ZEITGESCHICHTE„Man kann auch mit viel Lärm verschweigen“

Der spanische Autor Rafael Chirbes, 55, neben Günter Grass und Imre Kertész prominenter Teilnehmer des am Donnerstag in Berlin startenden Symposiums zur Vergangenheitsbewältigung in Spanien und Deutschland, über den Umgang seiner Landsleute mit der Franco-Zeit
SPIEGEL: Señor Chirbes, in Spanien wird derzeit über den Abbruch von Franco-Statuen und die Entschädigung von Franco-Opfern diskutiert. Freut Sie das?
Chirbes: Sicher ist es gut, dass dieser Teil unserer Geschichte nach vielen Jahren des Schweigens ins Bewusstsein der Menschen rückt. Aber meiner Ansicht nach verfolgt diese neuerwachte Erinnerung vor allem politische Ziele. Die sozialistische Partei, die lange selbst nicht an der Vergangenheit rühren wollte, hat das Thema entdeckt. Die Erinnerung an die Opfer Francos dient quasi der Legitimierung der Partei.

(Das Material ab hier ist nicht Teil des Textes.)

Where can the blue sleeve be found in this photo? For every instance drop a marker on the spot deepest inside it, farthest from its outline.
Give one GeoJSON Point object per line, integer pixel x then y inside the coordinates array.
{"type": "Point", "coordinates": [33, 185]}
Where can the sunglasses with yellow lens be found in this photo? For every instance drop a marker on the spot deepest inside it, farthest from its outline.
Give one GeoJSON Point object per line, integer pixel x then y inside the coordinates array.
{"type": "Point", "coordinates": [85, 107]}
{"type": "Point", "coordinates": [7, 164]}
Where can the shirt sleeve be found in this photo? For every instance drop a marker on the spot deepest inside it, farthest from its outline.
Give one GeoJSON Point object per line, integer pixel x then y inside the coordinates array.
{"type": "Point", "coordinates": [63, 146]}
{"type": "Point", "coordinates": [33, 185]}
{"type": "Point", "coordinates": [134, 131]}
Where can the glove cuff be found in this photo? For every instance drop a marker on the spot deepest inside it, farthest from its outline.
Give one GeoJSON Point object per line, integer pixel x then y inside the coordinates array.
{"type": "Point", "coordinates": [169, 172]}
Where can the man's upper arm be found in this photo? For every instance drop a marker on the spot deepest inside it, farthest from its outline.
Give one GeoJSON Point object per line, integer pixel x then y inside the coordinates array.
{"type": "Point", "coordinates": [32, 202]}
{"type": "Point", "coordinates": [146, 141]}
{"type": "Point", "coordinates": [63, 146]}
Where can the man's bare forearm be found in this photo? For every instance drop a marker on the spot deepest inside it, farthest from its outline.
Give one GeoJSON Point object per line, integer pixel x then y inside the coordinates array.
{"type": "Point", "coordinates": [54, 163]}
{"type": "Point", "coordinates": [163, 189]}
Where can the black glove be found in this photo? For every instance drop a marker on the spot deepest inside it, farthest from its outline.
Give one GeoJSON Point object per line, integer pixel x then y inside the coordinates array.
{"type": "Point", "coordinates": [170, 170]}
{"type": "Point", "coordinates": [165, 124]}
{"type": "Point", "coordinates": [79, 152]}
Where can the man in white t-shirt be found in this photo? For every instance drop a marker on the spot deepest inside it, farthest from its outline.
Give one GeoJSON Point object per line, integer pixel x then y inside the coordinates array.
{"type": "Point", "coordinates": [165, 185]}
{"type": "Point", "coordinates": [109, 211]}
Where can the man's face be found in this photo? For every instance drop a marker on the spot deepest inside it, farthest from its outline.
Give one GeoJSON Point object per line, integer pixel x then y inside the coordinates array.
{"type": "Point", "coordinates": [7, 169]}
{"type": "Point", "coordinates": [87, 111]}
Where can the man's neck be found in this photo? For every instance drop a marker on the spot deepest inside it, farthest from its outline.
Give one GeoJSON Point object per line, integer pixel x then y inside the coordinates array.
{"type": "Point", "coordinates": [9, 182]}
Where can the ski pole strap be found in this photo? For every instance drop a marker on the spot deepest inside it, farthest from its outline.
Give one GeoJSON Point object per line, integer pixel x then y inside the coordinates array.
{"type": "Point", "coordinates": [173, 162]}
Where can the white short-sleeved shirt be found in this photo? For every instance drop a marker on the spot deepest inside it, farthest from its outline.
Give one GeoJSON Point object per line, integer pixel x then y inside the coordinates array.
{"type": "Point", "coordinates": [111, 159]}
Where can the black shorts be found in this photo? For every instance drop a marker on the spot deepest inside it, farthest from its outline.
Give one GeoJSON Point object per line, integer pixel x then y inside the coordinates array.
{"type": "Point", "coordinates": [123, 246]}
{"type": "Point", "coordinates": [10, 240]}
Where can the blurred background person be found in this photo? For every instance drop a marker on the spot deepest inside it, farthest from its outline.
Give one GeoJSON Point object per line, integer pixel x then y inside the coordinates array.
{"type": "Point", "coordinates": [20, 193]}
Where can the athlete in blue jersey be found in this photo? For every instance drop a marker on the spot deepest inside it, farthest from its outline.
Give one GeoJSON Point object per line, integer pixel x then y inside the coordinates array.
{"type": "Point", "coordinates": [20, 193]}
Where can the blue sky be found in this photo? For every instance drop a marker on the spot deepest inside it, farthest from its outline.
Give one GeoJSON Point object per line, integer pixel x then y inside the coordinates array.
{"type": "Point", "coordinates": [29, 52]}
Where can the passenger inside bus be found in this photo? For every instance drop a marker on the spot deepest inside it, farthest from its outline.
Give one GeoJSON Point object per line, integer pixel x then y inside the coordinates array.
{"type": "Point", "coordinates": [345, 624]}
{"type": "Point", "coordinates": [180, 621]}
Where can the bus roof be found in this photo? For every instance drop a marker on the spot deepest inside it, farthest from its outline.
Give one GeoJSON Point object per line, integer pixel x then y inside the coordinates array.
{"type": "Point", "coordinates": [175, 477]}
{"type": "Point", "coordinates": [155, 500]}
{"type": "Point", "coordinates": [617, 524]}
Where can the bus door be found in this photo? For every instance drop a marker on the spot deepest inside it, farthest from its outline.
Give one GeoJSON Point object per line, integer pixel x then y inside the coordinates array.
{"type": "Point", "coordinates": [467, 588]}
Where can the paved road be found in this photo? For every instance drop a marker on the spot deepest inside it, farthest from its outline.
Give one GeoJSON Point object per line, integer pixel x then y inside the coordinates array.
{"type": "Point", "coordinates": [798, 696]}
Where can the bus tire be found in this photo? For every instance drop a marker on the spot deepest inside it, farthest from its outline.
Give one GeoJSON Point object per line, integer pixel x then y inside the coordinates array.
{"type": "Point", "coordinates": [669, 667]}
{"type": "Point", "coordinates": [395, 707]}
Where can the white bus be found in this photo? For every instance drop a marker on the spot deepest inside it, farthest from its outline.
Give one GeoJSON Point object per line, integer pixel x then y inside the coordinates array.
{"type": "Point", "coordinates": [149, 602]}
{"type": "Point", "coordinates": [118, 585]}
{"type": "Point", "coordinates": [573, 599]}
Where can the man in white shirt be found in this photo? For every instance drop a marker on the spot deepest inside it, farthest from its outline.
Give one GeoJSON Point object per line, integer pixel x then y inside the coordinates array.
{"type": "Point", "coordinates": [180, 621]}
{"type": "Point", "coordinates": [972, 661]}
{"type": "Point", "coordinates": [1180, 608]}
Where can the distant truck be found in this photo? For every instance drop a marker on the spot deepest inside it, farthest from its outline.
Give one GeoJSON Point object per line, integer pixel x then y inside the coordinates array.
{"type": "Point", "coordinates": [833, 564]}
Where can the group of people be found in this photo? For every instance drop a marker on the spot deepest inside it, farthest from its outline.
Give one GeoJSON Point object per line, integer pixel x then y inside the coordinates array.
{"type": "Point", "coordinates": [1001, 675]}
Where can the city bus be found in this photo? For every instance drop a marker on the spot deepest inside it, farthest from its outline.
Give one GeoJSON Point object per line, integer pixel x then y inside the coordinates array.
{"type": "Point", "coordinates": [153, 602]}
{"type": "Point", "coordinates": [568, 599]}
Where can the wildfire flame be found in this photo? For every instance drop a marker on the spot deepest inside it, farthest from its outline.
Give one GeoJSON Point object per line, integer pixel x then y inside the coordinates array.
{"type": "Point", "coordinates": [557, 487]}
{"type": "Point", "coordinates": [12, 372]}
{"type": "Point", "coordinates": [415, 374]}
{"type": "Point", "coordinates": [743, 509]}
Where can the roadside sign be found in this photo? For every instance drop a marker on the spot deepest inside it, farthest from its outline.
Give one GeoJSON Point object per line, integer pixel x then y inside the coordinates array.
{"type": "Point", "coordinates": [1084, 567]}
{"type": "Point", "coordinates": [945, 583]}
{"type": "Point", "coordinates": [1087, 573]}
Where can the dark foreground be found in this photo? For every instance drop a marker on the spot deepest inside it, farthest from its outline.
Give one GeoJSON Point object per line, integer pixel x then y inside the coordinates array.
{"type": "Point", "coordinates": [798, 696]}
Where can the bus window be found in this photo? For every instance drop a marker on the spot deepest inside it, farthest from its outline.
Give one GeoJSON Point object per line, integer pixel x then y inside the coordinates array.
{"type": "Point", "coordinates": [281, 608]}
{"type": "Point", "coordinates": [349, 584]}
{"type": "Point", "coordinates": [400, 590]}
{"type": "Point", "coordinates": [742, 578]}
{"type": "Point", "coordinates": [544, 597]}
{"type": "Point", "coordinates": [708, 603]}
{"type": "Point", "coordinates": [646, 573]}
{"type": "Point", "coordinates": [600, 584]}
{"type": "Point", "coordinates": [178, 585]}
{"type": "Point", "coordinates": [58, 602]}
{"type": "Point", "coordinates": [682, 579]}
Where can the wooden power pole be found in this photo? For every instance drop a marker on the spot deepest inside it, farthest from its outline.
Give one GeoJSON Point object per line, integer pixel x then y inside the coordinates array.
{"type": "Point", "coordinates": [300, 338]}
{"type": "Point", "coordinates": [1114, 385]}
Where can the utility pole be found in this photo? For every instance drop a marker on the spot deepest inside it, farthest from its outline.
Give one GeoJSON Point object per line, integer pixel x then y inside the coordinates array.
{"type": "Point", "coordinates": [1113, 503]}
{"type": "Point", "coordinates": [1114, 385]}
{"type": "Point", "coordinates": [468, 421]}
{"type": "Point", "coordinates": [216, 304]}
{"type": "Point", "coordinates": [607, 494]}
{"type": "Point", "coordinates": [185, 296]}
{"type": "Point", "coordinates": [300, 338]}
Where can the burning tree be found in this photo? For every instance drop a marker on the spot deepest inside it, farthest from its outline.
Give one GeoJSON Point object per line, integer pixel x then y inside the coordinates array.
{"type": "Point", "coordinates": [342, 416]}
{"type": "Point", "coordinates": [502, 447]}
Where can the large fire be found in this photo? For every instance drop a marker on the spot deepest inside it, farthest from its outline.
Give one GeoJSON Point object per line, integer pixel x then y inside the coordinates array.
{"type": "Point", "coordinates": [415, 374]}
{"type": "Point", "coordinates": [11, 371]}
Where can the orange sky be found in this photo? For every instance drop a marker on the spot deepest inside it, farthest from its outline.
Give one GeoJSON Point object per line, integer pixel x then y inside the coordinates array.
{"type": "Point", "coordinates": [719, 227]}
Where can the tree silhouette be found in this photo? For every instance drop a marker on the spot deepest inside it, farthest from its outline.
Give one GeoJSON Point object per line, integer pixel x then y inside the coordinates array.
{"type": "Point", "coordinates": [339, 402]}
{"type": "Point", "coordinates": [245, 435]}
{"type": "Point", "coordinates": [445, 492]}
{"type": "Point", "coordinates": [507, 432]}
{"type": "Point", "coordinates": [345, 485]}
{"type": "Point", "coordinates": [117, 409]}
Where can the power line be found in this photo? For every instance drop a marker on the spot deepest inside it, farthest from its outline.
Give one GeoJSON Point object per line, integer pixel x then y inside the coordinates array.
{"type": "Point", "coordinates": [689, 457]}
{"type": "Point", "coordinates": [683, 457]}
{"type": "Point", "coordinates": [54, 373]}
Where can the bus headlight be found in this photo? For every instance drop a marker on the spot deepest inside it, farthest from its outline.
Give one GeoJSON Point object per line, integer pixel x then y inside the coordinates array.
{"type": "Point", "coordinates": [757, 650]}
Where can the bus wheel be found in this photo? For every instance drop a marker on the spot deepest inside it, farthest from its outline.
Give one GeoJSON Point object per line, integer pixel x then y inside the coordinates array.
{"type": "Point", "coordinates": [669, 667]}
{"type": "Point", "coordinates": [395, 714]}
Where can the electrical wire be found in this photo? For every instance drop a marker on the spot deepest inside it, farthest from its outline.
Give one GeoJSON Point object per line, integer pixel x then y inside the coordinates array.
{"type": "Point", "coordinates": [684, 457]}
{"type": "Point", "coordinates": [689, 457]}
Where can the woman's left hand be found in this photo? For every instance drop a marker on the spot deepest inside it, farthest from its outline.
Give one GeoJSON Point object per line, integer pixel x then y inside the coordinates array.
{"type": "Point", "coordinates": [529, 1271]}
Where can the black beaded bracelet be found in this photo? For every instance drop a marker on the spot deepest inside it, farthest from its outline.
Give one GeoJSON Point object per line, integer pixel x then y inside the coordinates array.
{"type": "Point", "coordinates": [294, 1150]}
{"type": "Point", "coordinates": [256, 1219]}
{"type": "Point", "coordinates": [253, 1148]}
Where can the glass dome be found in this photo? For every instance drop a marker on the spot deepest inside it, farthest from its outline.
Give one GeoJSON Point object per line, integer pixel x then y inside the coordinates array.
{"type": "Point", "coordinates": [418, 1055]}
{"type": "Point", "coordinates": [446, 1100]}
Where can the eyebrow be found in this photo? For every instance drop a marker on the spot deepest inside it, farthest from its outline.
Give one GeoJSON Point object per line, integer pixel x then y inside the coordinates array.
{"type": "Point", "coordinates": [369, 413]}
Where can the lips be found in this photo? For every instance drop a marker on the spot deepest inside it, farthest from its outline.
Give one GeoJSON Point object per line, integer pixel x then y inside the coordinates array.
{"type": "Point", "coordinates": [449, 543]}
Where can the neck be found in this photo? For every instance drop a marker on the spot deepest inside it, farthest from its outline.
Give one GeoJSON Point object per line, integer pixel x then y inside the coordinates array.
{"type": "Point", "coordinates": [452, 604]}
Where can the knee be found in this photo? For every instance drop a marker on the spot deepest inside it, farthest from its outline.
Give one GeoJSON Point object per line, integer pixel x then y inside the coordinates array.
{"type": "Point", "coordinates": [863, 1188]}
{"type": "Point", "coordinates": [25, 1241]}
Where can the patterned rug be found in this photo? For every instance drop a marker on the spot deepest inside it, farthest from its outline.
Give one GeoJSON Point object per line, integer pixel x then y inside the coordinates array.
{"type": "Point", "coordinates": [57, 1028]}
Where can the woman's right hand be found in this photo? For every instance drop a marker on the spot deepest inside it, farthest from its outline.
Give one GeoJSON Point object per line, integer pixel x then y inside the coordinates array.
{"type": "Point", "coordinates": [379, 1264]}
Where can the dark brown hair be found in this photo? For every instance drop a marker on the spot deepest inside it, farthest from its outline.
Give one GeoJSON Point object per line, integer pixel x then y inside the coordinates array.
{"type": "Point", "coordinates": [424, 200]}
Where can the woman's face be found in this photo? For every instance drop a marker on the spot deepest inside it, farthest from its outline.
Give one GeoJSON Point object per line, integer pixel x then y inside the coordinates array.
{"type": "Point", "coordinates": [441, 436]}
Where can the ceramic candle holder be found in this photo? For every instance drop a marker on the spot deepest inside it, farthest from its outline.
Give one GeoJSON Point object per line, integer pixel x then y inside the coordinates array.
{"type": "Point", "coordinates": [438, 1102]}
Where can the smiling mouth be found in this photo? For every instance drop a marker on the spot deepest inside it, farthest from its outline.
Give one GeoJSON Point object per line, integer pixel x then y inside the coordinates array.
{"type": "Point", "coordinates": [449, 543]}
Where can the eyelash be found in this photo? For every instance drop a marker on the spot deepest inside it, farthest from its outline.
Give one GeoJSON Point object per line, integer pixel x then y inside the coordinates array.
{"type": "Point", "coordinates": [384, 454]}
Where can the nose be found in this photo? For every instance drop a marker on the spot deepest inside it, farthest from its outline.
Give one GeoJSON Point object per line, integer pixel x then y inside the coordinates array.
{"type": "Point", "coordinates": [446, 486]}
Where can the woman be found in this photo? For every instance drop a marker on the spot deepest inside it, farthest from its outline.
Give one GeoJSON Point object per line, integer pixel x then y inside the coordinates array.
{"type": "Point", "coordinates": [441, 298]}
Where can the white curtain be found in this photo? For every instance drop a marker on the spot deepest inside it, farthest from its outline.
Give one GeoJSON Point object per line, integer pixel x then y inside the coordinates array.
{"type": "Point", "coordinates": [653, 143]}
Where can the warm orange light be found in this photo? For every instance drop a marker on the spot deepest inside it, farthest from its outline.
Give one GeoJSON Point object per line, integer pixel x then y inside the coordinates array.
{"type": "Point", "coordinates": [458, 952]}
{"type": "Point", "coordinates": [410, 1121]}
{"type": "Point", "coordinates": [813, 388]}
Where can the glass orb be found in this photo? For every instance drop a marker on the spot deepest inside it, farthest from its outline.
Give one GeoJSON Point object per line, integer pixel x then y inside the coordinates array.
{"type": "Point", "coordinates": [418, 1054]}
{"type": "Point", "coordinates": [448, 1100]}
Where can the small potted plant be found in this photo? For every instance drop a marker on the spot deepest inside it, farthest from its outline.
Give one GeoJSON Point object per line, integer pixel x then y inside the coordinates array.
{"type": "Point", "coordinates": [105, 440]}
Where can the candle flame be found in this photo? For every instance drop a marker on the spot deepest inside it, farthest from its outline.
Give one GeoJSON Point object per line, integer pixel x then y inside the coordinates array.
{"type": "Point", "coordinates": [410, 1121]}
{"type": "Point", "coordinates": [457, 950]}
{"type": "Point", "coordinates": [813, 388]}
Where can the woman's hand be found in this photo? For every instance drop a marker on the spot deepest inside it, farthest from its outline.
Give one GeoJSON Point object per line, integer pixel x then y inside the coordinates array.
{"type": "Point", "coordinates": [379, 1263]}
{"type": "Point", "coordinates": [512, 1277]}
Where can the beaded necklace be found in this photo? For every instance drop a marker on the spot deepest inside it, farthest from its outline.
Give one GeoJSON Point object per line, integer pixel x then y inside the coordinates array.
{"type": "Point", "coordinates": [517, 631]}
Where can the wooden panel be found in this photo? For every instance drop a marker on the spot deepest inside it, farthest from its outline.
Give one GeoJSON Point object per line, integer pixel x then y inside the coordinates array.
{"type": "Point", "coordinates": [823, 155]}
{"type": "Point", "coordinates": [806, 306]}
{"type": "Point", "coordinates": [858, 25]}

SPIEGEL: Was stört Sie daran - geht es nicht in den meisten Ihrer Romane auch um die Erinnerung an die Diktatur?
Chirbes: Ich ärgere mich darüber, dass keine wirkliche Reflexion darüber stattfindet, was während Bürgerkrieg und Franco-Zeit geschehen ist. Ich habe über diese Jahre geschrieben, als noch niemand darüber sprach. Ich wollte die Geschichte derjenigen erzählen, die keine Stimme haben, und nicht die der Opportunisten, die am Ende immer gewinnen. Seit das Wort "Memoria" in aller Munde ist und politisch missbraucht wird, ist es mir zuwider geworden.
SPIEGEL: Aber ist es nicht lobenswert, dass man sich überhaupt mit der Vergangenheit beschäftigt?
Chirbes: Man kann Geschichte auch verschweigen, indem man viel Lärm macht und schwarzweiß malt, wie es momentan in Spanien geschieht. In massenhaft aufgelegten Büchern werden Heldengeschichten konstruiert, die klar in Gut und Böse unterteilen. Viele Fragen werden einfach nicht gestellt: Warum beispielsweise wurde die Monarchie wieder eingeführt? Wie kommt es, dass auf einmal alle auf die Demokratie hingearbeitet haben wollen? Die einzige Opposition, die es gegen Franco gab, bildeten die Kommunisten. Wo sind die? Und wo sind die Gewerkschafter, die Arbeiter von damals? Im Mülleimer der Geschichte.